Internet Resources—Where the Internet has proved a boon for fans and scholars alike has been in the way information has been shared, simultaneously reinforcing the view, common among collectors, that the official versions of songs should no longer be seen as the final word when appreciating Dylan’s art. Because he attracts (more than) his fair share of fanatics and aficionados, there is certainly no shortage of sites on the World Wide Web providing theories on the songs, though somewhat fewer relate their theories to any actual, factual resource. Nonetheless, the following sites are useful starting points for those readers who wish to dig deeper into Dylan’s performance history, session recordings, or lyrical variations.
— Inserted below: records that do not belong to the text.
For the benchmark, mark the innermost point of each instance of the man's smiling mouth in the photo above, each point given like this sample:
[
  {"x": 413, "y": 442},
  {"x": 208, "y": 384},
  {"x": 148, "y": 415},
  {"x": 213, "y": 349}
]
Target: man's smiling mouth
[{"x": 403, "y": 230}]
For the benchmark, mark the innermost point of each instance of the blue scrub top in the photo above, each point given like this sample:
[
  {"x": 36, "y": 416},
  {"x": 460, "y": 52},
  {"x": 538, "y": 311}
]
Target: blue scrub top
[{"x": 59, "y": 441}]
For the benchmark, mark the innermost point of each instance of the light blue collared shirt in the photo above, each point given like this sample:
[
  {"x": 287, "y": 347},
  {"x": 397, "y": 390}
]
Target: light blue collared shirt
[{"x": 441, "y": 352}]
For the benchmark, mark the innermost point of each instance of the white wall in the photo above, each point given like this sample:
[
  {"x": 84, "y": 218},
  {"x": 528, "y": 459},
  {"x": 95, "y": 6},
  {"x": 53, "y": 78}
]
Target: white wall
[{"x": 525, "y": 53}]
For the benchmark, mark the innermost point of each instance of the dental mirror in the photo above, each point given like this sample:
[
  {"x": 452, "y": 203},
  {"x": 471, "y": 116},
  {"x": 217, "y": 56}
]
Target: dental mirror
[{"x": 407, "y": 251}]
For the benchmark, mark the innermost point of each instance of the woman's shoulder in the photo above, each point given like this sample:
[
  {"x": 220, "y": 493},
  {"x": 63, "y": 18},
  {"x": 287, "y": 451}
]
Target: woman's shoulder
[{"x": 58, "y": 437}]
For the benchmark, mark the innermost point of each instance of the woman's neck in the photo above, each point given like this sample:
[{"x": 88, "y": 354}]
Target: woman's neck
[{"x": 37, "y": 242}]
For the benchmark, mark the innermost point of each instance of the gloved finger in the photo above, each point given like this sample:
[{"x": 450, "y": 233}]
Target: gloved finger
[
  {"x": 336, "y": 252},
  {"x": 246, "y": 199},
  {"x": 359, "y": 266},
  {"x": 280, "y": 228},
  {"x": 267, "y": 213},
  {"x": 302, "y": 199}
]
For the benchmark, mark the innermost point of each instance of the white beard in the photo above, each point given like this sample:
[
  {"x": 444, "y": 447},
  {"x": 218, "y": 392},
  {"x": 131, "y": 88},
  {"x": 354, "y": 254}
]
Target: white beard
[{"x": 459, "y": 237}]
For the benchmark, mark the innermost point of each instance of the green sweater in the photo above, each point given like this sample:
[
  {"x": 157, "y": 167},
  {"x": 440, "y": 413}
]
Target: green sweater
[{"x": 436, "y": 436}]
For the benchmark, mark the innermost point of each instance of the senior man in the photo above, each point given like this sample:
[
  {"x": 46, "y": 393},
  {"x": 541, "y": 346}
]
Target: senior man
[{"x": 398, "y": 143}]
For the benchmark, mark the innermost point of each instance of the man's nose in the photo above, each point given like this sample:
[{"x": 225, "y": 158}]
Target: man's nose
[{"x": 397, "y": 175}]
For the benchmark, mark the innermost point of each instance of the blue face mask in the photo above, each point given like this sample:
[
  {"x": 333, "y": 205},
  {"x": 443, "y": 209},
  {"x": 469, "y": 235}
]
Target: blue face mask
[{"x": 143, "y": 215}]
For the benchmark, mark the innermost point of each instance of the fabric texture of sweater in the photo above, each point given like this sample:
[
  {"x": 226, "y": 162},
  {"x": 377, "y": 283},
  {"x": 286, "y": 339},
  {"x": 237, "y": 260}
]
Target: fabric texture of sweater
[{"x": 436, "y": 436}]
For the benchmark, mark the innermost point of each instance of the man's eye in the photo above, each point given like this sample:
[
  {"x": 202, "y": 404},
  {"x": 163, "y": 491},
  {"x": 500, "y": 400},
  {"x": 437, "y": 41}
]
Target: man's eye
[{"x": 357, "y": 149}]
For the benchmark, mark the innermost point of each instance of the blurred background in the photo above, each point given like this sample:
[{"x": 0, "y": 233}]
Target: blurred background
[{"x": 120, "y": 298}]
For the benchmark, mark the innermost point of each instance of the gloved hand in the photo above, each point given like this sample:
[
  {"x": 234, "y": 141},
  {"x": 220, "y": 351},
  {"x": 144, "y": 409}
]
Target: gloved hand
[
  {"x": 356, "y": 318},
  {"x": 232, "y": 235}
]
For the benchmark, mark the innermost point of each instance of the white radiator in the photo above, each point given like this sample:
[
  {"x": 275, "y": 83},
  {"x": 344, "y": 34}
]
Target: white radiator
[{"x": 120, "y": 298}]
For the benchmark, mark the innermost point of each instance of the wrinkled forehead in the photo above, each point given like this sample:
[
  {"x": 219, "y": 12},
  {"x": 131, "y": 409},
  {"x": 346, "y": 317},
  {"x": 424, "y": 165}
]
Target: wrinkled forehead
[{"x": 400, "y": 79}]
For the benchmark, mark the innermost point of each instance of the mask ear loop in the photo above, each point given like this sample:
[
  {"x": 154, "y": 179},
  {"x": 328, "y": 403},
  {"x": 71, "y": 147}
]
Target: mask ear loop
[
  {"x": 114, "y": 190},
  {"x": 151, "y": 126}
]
Words Fill My Head is an absolutely essential addendum to the official Lyrics. Starting life back in the early nineties as a privately circulated bookleg, Words Fill My Head has continued to expand into cyberspace, all the while accommodating many obvious omissions from Lyrics.
Still on the Road is the section of Olof Bjorner’s Web site (bjorner.com) that provides a breakdown of Dylan sessions, gigs, and recordings over the years, helpfully organized, easy to access, and regularly updated. Though Bjorner relies heavily (and uncritically) on the work of the usual culprits—myself, Glen Dundas, Krogsgaard—for the more knotty issues, he usually credits his sources and is by far the best starting point for locating such information in cyberspace. Also to be found on Bjorner’s site is a section called "It Ain’t Me Babe," which provides a bewildering alphabetical list of every cover version of a Dylan song that a Swede might know.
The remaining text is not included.